Prabowo Peringatkan Keras Pihak Pendana Demo
JAKARTA - Presiden Prabowo Subianto mengungkapkan bahwa dirinya menyadari adanya oknum yang memberikan uang guna menyusup ke dalam kegiatan demonstrasi.
Prabowo lantas melayangkan peringatan keras kepada pihak-pihak terkait.
Pernyataan itu disampaikan Prabowo pada Puncak Pekan Nasional (Penas) Petani dan Nelayan XVII di Gorontalo, Rabu (24/6/2026), yang dihadiri jajaran menteri dan pejabat daerah.
Dalam pidatonya, Prabowo mengulas berbagai isu, termasuk maraknya gelombang unjuk rasa di sejumlah wilayah belakangan ini.
Prabowo mengaku telah mengantongi identitas aktor yang mendalangi aksi tersebut.
Ia menyatakan bahwa kelompok tersebut tidak menyukai dirinya, serta menegaskan bahwa ia mengenali sosok-sosok yang korup.
"Sopan-sopan tetap maling, sopan-sopan korupsi. Sok, sok kaya, sok banyak duit. Kalau duitnya nyolong dari rakyat. Saya sudah lama jadi orang Indonesia, gua kenal itu semua itu, Saudara-saudara. Mereka nggak suka sama Prabowo karena Prabowo ngerti," kata Prabowo.

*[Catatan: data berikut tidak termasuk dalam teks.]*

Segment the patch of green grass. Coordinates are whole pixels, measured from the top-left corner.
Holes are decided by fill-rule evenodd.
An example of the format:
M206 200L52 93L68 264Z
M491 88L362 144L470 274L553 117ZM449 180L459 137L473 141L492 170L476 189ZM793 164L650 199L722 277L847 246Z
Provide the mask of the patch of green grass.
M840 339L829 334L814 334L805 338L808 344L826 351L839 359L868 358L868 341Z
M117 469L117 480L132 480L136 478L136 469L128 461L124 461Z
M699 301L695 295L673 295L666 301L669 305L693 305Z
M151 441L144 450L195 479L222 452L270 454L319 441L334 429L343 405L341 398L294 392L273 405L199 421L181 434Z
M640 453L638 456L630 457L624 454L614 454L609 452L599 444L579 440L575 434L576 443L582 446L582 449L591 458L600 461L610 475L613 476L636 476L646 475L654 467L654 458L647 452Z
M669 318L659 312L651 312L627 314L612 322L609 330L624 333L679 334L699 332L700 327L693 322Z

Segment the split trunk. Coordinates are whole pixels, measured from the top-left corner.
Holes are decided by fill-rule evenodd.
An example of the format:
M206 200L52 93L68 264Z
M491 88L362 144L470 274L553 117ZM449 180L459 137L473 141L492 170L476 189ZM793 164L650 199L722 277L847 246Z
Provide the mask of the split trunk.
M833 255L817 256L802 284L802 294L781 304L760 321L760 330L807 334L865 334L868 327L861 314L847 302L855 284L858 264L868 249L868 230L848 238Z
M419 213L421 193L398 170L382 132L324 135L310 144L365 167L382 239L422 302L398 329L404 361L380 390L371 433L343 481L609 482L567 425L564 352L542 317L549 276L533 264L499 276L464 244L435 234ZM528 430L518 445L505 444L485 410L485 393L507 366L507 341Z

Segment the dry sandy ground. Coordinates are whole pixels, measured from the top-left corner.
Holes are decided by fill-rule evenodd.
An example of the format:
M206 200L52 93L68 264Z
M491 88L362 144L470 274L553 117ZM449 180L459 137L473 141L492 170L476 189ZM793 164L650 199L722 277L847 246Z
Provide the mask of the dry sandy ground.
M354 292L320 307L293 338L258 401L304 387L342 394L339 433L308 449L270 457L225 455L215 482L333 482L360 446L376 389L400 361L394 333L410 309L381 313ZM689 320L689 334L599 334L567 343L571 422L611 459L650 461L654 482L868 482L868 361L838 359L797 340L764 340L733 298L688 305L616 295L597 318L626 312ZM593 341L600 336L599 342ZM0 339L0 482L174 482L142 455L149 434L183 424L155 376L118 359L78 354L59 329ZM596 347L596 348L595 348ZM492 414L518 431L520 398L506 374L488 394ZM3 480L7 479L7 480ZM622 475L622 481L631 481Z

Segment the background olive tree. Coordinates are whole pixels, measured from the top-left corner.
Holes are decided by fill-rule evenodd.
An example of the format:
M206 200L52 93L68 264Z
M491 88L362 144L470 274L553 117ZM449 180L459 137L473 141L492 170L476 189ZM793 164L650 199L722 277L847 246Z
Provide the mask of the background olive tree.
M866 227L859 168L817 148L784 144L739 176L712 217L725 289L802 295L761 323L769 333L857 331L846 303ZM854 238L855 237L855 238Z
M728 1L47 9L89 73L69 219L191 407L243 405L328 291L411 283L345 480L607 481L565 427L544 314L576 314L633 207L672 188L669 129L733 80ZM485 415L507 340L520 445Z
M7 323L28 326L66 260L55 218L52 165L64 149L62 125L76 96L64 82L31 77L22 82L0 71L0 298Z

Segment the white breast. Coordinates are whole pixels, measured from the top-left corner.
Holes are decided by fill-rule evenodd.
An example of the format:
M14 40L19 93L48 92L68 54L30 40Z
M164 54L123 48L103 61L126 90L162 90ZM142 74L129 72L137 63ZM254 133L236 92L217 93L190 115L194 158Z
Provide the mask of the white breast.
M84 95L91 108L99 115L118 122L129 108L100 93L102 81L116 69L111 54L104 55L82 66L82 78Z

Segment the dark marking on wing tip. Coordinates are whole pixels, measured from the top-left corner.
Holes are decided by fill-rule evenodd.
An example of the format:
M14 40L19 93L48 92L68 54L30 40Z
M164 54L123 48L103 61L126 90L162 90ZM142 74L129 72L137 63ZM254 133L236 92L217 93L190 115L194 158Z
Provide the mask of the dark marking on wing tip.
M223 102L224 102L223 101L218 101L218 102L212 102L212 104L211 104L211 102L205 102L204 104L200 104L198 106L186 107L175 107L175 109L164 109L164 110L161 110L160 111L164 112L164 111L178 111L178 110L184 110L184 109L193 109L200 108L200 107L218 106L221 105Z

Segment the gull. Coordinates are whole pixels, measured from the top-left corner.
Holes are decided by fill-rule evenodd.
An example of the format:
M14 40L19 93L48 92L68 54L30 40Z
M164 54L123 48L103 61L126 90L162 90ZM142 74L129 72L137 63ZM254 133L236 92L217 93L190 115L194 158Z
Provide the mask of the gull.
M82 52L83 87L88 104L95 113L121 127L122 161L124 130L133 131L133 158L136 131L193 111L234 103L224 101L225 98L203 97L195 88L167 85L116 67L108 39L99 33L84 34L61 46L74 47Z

Prabowo menyoroti keterlibatan pihak-pihak tersebut dalam memberikan imbalan uang dalam aksi demo yang marak terjadi.
Ia pun memberikan peringatan khusus.
"Saudara-saudara sekalian. Hati-hati, lho. Saya kasih peringatan mereka-mereka itu. Saya tahu siapa yang bayar-bayar demo, gua tahu itu. Tapi nggak apa-apa, main demo. Ditanya, ditanya anak-anak demo, nggak ngerti. Mau demo apa, ya? Hmm. Kami dibayar Rp 200 ribu, gitu, kan. Tapi ada. Saya nggak mengerti," katanya.
Selanjutnya, Prabowo merasa heran terdapat pihak yang tidak mendukung pemerintahannya untuk berkompetisi dengan negara lain.
Ia berharap pemerintah, masyarakat, serta seluruh elemen bangsa bersikap kompak layaknya tim sepak bola.
"Saudara-saudara, kami ini kalau merasa apa ya, kalau kami di dalam pertandingan gitu, ya. Kami jadi suporter kan, kami mendukung satu tim. Ayo maju, maju, maju. Negara kami ini lagi bersaing sama banyak negara. Harusnya bangsa ini kompak. Kalau ada yang kurang, teman yang kurang, tim kami lagi main, ya mainnya kurang bagus, ya tetap di di-suporter, ya. Nanti begitu sudah selesai pertandingan, baru dikoreksi," ujarnya.
"Jangan lagi main bawa bola, salah, goblok. Lagi main di tengah lapangan di disorak-sorakin. Teman sendiri, kesebelasan sendiri. Jadi kayaknya kami tuh tidak bangga dengan apa yang dihasilkan oleh bangsa sendiri," imbuhnya.